The flower made a phone call and became cauliflower.
Why couldn't the man get out of the maize maze?
He got corn-ered!
Why did the boy put a chicken 🐔 in his garden?
He wanted to grow an eggplant. 😂
What does a cow use in school? A cowculator.
What do a pimp and a farmer have in common?
They both need a hoe to stay in business.
What is the difference between an apple and an orphan?
An apple gets picked.
What's the difference between an orphan and an apple tree? The apples get picked.
A lady from the city and her traveling companion were riding the train through Vermont when she noticed some cows. "What a cute bunch of cows!" she remarked.
"Not a bunch, a herd," her friend replied.
"Heard of what?"
"Herd of cows."
"Of course I've heard of cows."
"No, a cow herd."
"What do I care what a cow heard? I have no secrets to keep from a cow!"
What did the cow say when it saw the farmer twice in one day?
"Deja moo!"
Two cows were hiding.
One said: "Moooo."
The other one said: "Shut up! We're hiding!"
Hey girl, are you a farmer? Because you sure know how to raise a cock.
The grapes in the supermarket are really raisin' the bars...
What kinds of apples grow on trees?
All of them.
What do you call a baby potato?
Small fry!
What does the Cow say to the spy?
"Are you udder cover?"
Teacher: "Kids, what does the chicken give you?"
Students: "Meat."
Teacher: "Very good. Now what does the pig give you?"
Students: "Bacon."
Teacher: "And finally, what does the fat cow give you?"

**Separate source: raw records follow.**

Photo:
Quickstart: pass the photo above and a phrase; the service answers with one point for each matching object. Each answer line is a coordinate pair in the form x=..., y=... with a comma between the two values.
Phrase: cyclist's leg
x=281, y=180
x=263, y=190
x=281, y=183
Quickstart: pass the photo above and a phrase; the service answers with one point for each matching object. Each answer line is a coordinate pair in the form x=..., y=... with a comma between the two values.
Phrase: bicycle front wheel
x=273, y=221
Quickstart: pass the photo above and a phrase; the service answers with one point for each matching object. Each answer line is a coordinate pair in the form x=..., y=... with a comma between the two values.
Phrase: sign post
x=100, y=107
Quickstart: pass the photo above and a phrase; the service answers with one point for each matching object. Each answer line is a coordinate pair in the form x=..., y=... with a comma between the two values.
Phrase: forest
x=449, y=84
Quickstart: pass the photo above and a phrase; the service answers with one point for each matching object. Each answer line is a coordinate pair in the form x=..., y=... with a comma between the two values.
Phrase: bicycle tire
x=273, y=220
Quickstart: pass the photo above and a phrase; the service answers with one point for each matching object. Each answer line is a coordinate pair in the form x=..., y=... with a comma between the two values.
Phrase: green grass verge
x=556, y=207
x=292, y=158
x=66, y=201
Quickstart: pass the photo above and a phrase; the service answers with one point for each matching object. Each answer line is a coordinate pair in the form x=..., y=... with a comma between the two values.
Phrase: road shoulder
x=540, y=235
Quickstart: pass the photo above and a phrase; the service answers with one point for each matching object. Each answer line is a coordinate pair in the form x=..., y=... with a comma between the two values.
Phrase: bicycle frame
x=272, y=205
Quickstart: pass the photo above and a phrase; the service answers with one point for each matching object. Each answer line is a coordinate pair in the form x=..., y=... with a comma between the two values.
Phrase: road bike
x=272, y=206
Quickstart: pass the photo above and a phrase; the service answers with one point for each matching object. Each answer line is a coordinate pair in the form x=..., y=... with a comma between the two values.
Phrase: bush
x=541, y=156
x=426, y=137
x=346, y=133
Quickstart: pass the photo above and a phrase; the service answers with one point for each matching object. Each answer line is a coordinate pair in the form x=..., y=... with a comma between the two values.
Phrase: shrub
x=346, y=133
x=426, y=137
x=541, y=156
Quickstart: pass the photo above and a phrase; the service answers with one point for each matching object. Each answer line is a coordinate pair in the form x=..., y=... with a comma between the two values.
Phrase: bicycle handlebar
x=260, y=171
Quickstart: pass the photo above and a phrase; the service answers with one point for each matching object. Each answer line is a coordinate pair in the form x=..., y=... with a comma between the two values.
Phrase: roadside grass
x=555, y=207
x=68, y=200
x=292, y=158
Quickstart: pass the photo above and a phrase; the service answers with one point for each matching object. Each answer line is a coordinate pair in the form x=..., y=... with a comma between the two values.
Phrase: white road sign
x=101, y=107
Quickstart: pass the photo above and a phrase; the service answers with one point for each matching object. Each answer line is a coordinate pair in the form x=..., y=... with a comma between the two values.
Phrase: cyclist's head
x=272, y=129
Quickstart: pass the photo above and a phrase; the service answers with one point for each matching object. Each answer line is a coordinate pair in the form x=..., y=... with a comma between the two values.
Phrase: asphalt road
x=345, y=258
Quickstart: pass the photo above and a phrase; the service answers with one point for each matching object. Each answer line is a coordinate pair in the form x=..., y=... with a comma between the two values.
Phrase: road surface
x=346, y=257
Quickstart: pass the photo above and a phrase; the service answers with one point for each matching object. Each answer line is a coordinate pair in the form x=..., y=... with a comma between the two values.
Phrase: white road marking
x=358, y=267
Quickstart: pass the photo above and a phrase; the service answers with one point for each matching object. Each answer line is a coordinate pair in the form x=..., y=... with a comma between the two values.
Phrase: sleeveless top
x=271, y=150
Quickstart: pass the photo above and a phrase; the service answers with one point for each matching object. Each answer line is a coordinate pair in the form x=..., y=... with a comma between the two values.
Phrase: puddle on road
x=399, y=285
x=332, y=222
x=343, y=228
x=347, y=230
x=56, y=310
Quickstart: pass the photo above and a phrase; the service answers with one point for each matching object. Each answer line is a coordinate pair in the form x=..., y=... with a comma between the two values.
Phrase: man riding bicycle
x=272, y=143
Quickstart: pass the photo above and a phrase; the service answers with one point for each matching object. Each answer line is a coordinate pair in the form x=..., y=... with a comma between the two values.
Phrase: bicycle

One of the students: "Homework!"
Why did the chicken cross the road?
To get to the idiot's house.
Knock, knock.
Who's there?
The chicken.
What do you call a cow that has two legs shorter on one side of its body compared to the other?
LEAN BEEF!
What did the farmer say when he lost his tractor?
"Where's my tractor?"
Me: Why did the chicken cross the road?
Person: Why?
Me: Because he wanted to.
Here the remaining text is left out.